Voici le récit indigné de Ní Aoláin - écrit à la troisième personne ; elle se présente comme "la RS" - sur la façon dont l'Amérique a transporté les prisonniers dont la libération a été autorisée ces dernières années vers leurs nouveaux pays d'origine :
“La Représentante spéciale est profondément préoccupée de constater que des hommes dont le transfert a été autorisé, contre lesquels aucun crime n'a été retenu et qui ont fait l'objet d'une habilitation de sécurité, continuent d'être enchaînés, d'avoir les yeux bandés, et de se voir couvrir les organes sensoriels au cours de longs transferts aériens. La RS a été informée que pendant le transfert du centre de détention à l'avion, les bras et jambes du détenu sont entravées pour assurer la sécurité du personnel du gouvernement américain, et du détenu. Une fois qu'un détenu est transféré sous la garde de l'équipe des transports de détenus du Commandement de la mobilité aérienne de l'armée de l'air américaine, l'équipe détermine les moyens de contention nécessaires à des fins de sécurité. La RS estime que ces contraintes et ces déplacements sont traumatisants voire rétro traumatisants, et qu'ils constituent un traitement inhumain et dégradant. Elle craint en outre que les agents chargés des déplacements des détenus ne soient pas correctement formés à traiter les hommes dans le plein respect de leurs droits fondamentaux. Elle souligne l'importance de la sécurité liée à la libération d'un détenu dans le cadre même de son transfert. Elle estime que les modalités actuelles de transfert représentent un traitement inhumain et dégradant au regard du droit international et qu'elles sont injustifiées en raison du statut des détenus libérés à la suite d'une détention arbitraire de longue durée, dont beaucoup ont été détenus pendant plus de vingt ans. Bien qu'elle ait été informée que tous les transferts de détenus sont encadrés par une équipe médicale, que les détenus sont libres d'utiliser les toilettes à bord et de manger des repas préparés sans risque pour la sécurité, elle exprime sa vive inquiétude quant au fait que plusieurs anciens détenus avec lesquels elle s'est entretenue n'ont pas bénéficié de ces libertés durant les vols, ouvrant ainsi la voie à d'autres violations des droits de l'homme.
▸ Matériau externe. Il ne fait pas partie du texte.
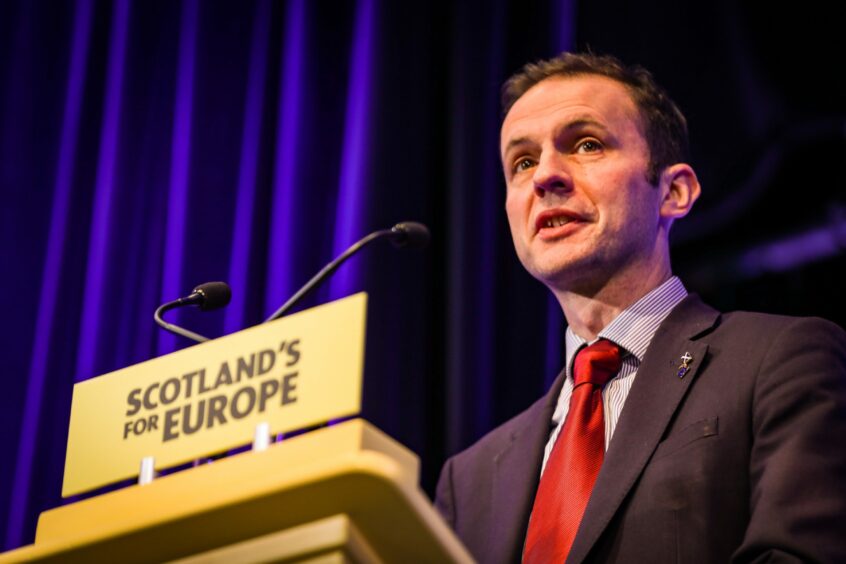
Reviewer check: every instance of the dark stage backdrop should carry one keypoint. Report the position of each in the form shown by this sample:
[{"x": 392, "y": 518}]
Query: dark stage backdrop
[{"x": 148, "y": 146}]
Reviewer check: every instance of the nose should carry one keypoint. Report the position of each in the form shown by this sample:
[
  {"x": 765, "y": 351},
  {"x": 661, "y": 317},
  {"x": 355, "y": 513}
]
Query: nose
[{"x": 551, "y": 174}]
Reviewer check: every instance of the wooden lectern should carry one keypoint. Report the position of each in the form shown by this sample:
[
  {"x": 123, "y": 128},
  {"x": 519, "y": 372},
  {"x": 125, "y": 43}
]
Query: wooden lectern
[{"x": 343, "y": 493}]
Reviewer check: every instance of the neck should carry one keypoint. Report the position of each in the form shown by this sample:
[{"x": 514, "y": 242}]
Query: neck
[{"x": 590, "y": 311}]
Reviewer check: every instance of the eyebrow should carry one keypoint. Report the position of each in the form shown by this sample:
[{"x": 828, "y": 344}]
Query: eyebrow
[{"x": 576, "y": 124}]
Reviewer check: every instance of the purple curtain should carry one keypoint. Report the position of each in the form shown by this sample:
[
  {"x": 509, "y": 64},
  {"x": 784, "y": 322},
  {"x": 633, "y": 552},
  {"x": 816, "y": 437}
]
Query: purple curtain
[{"x": 149, "y": 146}]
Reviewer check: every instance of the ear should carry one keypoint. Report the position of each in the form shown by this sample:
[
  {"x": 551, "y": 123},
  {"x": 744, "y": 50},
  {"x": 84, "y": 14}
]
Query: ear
[{"x": 679, "y": 190}]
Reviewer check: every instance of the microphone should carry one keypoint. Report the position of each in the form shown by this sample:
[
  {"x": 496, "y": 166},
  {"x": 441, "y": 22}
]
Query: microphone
[
  {"x": 406, "y": 234},
  {"x": 208, "y": 296}
]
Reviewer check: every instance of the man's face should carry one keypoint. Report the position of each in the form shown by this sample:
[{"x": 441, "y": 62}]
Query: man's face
[{"x": 578, "y": 201}]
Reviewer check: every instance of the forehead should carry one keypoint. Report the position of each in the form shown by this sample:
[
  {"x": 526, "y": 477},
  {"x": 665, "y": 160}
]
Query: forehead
[{"x": 563, "y": 98}]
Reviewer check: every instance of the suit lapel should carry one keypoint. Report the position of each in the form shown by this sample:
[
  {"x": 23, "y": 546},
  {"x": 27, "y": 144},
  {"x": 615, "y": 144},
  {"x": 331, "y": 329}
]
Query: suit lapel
[
  {"x": 515, "y": 478},
  {"x": 650, "y": 405}
]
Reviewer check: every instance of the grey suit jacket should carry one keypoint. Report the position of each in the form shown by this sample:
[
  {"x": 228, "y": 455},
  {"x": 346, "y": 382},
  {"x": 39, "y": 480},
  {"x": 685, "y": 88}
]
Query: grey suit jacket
[{"x": 742, "y": 459}]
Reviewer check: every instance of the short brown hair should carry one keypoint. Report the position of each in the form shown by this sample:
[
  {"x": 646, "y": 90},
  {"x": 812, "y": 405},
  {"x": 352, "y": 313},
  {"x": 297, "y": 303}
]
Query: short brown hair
[{"x": 663, "y": 123}]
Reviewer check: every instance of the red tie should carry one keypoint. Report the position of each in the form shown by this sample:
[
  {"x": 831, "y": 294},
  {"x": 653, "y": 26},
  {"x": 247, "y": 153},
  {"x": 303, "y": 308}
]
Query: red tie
[{"x": 572, "y": 467}]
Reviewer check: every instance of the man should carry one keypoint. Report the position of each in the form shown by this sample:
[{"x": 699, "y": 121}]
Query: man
[{"x": 681, "y": 434}]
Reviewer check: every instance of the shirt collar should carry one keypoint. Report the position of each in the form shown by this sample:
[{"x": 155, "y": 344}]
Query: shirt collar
[{"x": 635, "y": 326}]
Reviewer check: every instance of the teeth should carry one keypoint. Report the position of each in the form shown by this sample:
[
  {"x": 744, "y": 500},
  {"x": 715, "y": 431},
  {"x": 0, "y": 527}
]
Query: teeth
[{"x": 556, "y": 222}]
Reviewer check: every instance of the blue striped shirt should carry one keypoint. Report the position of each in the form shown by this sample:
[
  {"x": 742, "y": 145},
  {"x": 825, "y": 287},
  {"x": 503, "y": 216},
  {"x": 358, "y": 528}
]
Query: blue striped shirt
[{"x": 632, "y": 330}]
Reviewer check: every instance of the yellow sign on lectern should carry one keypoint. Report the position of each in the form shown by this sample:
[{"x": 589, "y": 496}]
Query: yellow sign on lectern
[{"x": 294, "y": 372}]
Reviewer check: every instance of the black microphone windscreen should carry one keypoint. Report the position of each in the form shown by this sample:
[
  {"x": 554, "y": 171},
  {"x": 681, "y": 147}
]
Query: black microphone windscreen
[
  {"x": 215, "y": 295},
  {"x": 410, "y": 234}
]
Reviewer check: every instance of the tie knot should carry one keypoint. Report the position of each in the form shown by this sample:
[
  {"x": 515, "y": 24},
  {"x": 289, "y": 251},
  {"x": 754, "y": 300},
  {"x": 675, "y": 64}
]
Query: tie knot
[{"x": 597, "y": 363}]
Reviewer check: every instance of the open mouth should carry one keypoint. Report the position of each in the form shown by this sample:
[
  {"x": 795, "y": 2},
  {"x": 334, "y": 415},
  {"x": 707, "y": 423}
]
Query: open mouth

Ní Aoláin a reçu l'assurance que les prisonniers libérés auraient accès aux ambassades et consulats américains dans les pays vers lesquels ils ont été expulsés, et que les fonctionnaires américains vérifieraient leurs conditions de vie au sein de leurs nouvelles collectivités. Dans la pratique, écrit-elle, des prisonniers libérés ont été dans l'incapacité d'entrer en contact avec des diplomates américains, et elle a signalé le cas d'un ancien prisonnier “détenu au secret” par son pays d'accueil pour avoir tenté d'entrer en contact avec un diplomate américain. La situation est pire encore dans deux autres pays d'accueil, où les prisonniers rapatriés ont été assignés à résidence et, pour l'un d'entre eux, carrément torturé.
En résumé, et le rapporteur spécial des Nations unies ne l'a pas précisé, la vie de ces gens ne pourrait pas être pire que si on les déclarait non coupables et les jetait en enfer pour le restant de leurs jours.